サロメが緊張した声で続けると、それに遅れてサブウインドウが複数に分割されて包囲の輪を示す。


「タマちゃん! ネコミミさん!」


ナナミも叫んでしまうが、タマモとイシスの目は開かれたまま、この世であってそうではない別な領域を認識したままだった。


「獅子王……キューバ危機の時の……1962年の仕返しというわけ?」


タマモは居合の構えを解かぬまま、軽く跳躍して後退する。

間合いを取ったその上で視界にふたつの敵を見据えた。


柄の部分はすでにポップアップされていたが、ゆっくりとした動作でKGMの刀身を引き抜く。

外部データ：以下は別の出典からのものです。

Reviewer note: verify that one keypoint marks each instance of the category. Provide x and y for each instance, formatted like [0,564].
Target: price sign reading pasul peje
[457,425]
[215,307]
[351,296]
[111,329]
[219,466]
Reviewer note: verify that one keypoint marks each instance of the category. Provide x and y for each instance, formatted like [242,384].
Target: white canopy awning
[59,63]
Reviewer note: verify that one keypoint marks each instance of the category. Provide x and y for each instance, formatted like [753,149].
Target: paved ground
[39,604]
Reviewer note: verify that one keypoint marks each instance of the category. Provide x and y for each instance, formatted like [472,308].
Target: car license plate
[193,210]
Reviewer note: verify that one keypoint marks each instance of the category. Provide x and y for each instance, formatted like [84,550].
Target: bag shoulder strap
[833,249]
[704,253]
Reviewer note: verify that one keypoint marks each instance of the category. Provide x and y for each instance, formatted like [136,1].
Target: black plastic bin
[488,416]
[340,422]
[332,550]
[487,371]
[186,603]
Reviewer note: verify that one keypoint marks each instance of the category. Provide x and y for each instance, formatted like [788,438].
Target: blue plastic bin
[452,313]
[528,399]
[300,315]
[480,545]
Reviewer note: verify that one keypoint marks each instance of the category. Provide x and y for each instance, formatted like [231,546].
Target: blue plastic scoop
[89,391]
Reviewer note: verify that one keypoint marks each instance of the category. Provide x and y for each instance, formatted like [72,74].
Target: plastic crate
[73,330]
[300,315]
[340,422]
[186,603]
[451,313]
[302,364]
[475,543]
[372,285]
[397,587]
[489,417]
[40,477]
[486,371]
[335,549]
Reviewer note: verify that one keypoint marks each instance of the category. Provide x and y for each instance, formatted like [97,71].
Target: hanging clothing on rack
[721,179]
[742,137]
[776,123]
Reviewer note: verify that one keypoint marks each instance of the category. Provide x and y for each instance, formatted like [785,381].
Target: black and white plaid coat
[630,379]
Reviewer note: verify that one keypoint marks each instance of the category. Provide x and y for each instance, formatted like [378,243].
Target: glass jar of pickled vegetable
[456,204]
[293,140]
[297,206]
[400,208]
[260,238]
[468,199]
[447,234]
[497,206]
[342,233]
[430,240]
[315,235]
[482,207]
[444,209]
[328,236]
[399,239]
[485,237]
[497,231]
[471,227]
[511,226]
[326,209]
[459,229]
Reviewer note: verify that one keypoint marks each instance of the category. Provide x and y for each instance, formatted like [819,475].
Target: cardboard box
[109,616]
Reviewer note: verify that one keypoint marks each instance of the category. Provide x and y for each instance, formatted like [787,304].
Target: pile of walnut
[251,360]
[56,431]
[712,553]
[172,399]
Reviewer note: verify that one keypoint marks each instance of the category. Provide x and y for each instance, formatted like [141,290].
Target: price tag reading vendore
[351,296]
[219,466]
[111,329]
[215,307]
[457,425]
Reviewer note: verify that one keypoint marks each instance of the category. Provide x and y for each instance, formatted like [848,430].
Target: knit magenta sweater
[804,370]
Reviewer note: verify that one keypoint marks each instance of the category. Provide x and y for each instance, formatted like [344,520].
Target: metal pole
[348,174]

イサミの姿をしたマーズ・フォリナーにとっては、一見して隙だらけだが、実際は違う。


「そうも防御に徹されると、こちらは簡単に手出しできないな」


タマモの挙動は能動的な攻撃を放棄する代わりに、敵の攻撃に対しては後の先というタイミングで強烈な反撃に転ずるものだった。

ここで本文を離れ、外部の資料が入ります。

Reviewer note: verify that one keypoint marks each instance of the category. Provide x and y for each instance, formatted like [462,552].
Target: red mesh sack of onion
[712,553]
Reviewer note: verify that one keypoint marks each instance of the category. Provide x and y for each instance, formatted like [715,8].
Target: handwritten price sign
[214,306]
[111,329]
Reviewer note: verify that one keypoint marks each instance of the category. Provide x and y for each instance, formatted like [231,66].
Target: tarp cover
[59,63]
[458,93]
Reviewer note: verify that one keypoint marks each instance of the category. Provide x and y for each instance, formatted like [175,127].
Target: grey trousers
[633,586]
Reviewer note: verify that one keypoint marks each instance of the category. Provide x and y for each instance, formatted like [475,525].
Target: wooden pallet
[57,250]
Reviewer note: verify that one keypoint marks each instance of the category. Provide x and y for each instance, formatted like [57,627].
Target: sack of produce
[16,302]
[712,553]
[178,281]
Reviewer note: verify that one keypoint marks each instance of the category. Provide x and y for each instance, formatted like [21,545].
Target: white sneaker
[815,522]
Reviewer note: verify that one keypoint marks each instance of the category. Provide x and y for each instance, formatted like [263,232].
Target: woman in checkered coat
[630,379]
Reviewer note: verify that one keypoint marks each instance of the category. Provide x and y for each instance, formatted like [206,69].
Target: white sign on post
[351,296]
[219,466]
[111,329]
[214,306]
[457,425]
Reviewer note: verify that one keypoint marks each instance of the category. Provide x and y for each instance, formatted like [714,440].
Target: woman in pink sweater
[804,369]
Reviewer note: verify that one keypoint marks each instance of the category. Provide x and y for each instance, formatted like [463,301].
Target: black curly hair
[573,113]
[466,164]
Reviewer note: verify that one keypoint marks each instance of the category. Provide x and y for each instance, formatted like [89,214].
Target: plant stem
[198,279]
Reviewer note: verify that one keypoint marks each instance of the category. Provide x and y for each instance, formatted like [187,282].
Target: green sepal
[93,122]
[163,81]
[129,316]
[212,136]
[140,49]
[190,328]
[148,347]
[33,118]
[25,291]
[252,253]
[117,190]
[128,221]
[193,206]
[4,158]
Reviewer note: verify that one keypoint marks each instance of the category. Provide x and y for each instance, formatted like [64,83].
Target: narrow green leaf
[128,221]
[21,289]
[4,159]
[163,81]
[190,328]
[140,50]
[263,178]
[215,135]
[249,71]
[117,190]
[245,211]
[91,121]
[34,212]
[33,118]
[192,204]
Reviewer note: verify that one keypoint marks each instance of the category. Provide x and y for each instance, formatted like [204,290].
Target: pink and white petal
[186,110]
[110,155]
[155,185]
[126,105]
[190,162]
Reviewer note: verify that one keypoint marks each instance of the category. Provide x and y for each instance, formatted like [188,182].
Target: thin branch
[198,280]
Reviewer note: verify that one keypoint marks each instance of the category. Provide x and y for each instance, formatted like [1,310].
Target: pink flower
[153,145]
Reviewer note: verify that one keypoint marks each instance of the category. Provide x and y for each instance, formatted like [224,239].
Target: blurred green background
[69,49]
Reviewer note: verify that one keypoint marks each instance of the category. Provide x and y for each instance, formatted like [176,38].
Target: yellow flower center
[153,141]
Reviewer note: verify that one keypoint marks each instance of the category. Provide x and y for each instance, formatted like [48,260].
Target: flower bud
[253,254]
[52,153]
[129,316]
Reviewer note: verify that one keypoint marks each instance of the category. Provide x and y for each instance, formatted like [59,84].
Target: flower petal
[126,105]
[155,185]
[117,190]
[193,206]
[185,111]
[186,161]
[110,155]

「さっきから、イサミの真似がいいかげんになっているわよマーズ・フォリナー。あの子なら……そしてあの人だったら、死中に活ありとか言って突進してくるもの」


たそがれの赤い光を浴びつつ、タマモは左手で白銀のハードケースを地面に突き刺し、革ベルトも肩から外す。両手でKGMを握り、剣尖を中段の位置に置く。


「まるで墓標だ」

「トゥーレが残した妄念と憎悪に囚われた者たちにとって、そうなってくれるといいのだけれどね」

「あんたもその一人のはずだ」

「ええ、そう()()()わ」

「今は違うってのか?」

「もちろんそうよマーズ・フォリナー。5歳児だったわたしの泣き言とに、あなたとあの人が、いつまでも駄々をこねていないで、ちゃんと前を見ろって、そう言ってくれたから」

「知らない」

「さっきのイサミと同じね。あなたはまだ、わたしを知らない」

「そのナマクラが、ひどく不安定な形と霊力で構成されていることは認識している」

「だったら何も知らないのと同じよ。これは廃刃――滅び去ったいくつもの世界の涙と願いを束ねた想いなんだもの」

「我が主は何も知らぬままそれを扱っていると……そう言っているようにも聞こえる。だとすればそれは主への侮辱。これ以上、おまえを甘やかして、遊ばせてはやれない」

「イサミを引き合いに出すのはやめなさい。認めればいいでしょう。眼の前にいる玖堂タマモ――いえ大久保ハヤトという女は生意気で不愉快だ、消し去ってしまいたい、と」

「では、そうしよう」


マーズ・フォリナーから放たれる気配が一変した。

それまで遠慮し、抑制してきたのだと理解できる圧倒的な霊力が出現していた。


「それは無理よ。だってわたし今、玖堂タマモであるより前に、大久保ハヤトなんだから」


赤い髪の少年の姿を取ったマグナキャリバーのそれに比べると、KGMの刀身が帯びる霊気は、たとえるなら溶鉱炉の炎とロウソクの灯火といった大差がある。


「その名前とKGMが共にある限り、わたしは絶対に負けないんだから」


だがそれでも、どこか誇らしげな微笑を浮かべた黒髪の少女の顔はいつになく晴れやかで生気に満ちていた。